Overall, the patterns of viral loads from the nose and throat swabs were more different than any other sample comparison. Regardless of whether people were using PCR or antigen tests, in the first four days of infection, testing these two sites simultaneously would detect significantly more infections than either one alone, the researchers say.

In the second article, the group evaluated the performance of the Quidel QuickVue At-Home antigen test, the self-test, which uses the nasal swab, in 17 participants who enrolled in the study at the onset of their infections. All participants had daily antigen tests, in addition to providing daily nose, throat and saliva samples.
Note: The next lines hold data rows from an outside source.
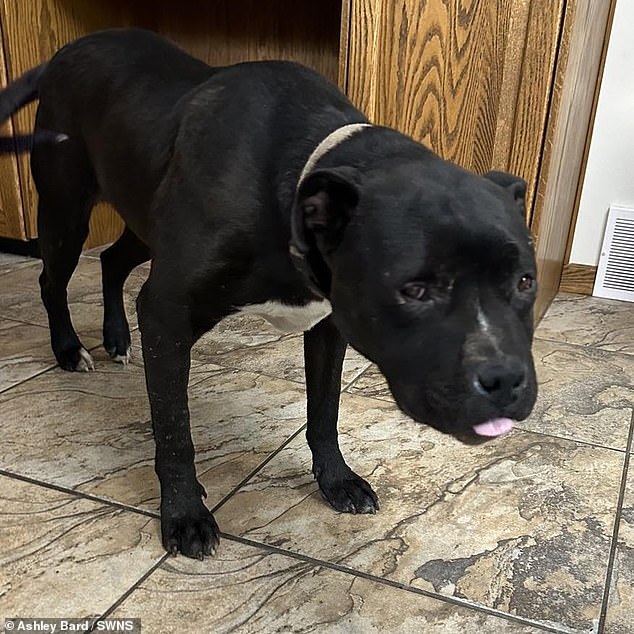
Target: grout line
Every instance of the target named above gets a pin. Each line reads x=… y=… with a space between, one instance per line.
x=263 y=464
x=80 y=494
x=130 y=590
x=615 y=532
x=464 y=603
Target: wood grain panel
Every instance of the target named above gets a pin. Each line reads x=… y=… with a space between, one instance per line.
x=366 y=19
x=470 y=79
x=532 y=102
x=578 y=65
x=11 y=216
x=221 y=32
x=578 y=278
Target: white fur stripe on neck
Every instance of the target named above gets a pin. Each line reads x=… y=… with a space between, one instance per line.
x=330 y=142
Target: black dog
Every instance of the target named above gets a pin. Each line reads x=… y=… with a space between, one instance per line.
x=260 y=187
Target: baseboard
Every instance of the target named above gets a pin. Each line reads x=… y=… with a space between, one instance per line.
x=578 y=278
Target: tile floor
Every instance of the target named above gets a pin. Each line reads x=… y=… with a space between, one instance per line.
x=530 y=533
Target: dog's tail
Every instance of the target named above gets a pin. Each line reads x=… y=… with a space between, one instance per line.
x=16 y=95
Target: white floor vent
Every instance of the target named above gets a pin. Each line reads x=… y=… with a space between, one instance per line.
x=615 y=275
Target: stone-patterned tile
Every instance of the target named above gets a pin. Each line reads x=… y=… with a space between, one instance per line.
x=584 y=394
x=245 y=590
x=25 y=351
x=620 y=614
x=372 y=383
x=590 y=321
x=265 y=351
x=63 y=556
x=91 y=431
x=521 y=524
x=20 y=297
x=10 y=262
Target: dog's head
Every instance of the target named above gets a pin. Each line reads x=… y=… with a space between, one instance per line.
x=430 y=271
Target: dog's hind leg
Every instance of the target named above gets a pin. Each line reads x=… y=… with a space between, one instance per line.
x=67 y=189
x=117 y=261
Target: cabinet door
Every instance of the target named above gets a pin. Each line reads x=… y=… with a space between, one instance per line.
x=469 y=79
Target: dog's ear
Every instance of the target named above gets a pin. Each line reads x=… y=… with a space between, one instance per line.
x=322 y=208
x=515 y=185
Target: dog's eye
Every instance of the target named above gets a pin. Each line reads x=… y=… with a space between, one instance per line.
x=415 y=290
x=526 y=283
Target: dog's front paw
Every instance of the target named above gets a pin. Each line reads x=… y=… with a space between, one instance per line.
x=348 y=493
x=190 y=530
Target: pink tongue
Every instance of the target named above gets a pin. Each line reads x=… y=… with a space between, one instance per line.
x=495 y=427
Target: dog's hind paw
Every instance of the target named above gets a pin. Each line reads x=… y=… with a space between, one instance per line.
x=195 y=534
x=124 y=359
x=350 y=494
x=75 y=360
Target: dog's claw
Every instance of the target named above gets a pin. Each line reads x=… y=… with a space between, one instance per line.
x=351 y=494
x=192 y=531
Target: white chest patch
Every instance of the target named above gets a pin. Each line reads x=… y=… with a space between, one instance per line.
x=288 y=318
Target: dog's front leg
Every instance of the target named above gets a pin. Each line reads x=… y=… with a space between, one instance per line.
x=166 y=331
x=324 y=349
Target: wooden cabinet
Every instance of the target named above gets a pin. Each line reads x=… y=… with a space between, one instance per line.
x=504 y=84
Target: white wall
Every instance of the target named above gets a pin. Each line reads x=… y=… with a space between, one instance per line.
x=609 y=175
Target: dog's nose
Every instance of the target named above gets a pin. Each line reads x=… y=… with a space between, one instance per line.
x=502 y=381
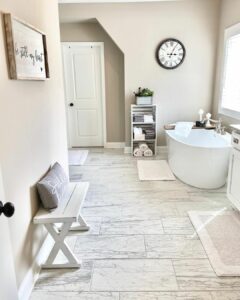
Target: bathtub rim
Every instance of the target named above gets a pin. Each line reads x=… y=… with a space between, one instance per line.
x=228 y=145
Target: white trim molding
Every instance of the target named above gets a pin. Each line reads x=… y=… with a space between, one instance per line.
x=102 y=62
x=229 y=33
x=27 y=285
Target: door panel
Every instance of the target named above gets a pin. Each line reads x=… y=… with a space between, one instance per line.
x=8 y=288
x=84 y=83
x=83 y=88
x=87 y=120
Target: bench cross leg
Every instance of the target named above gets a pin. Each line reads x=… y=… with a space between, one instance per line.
x=80 y=225
x=60 y=244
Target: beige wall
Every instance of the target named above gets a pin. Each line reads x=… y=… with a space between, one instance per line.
x=32 y=129
x=230 y=15
x=137 y=28
x=114 y=72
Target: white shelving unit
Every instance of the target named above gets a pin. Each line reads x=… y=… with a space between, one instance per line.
x=137 y=110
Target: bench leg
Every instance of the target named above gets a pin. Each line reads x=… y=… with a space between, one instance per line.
x=81 y=225
x=60 y=244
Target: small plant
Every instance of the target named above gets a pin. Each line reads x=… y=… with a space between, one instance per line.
x=143 y=93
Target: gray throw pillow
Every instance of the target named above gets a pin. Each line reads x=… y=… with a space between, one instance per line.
x=52 y=187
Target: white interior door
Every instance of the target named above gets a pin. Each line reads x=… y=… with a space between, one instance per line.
x=8 y=288
x=84 y=92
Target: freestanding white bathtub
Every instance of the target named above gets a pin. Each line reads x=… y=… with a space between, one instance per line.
x=201 y=159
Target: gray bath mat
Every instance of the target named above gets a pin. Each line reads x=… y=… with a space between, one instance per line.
x=154 y=170
x=219 y=233
x=77 y=157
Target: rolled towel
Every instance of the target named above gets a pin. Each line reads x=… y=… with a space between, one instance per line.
x=148 y=152
x=137 y=152
x=143 y=147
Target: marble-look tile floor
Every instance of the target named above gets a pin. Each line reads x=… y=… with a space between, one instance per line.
x=142 y=245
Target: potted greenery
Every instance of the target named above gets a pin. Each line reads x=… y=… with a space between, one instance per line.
x=144 y=96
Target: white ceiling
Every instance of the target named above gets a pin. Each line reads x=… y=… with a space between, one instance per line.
x=111 y=1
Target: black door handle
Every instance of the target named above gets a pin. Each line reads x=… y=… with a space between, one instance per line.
x=7 y=209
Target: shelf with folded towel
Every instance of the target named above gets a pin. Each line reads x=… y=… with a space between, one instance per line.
x=145 y=140
x=143 y=130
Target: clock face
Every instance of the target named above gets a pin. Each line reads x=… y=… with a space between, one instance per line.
x=170 y=54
The researchers found that even when people had viral loads high enough to be considered infectious in at least one type of sample, antigen tests were positive only 63% of the time — a performance gap they attribute to the fact that that tests only measure the virus in the nose, when people may have high viral loads elsewhere.

Test makers will need to ensure that tests designed for the nose still work in the throat, the scientists said, but cautioned that some might not work. They urged companies and regulators to prioritize this research.

“If they can validate their existing tests with a combined swab, we could catch a lot more infections than we are now,” said Natasha Shelby, the study’s administrator, who is also an author of both papers.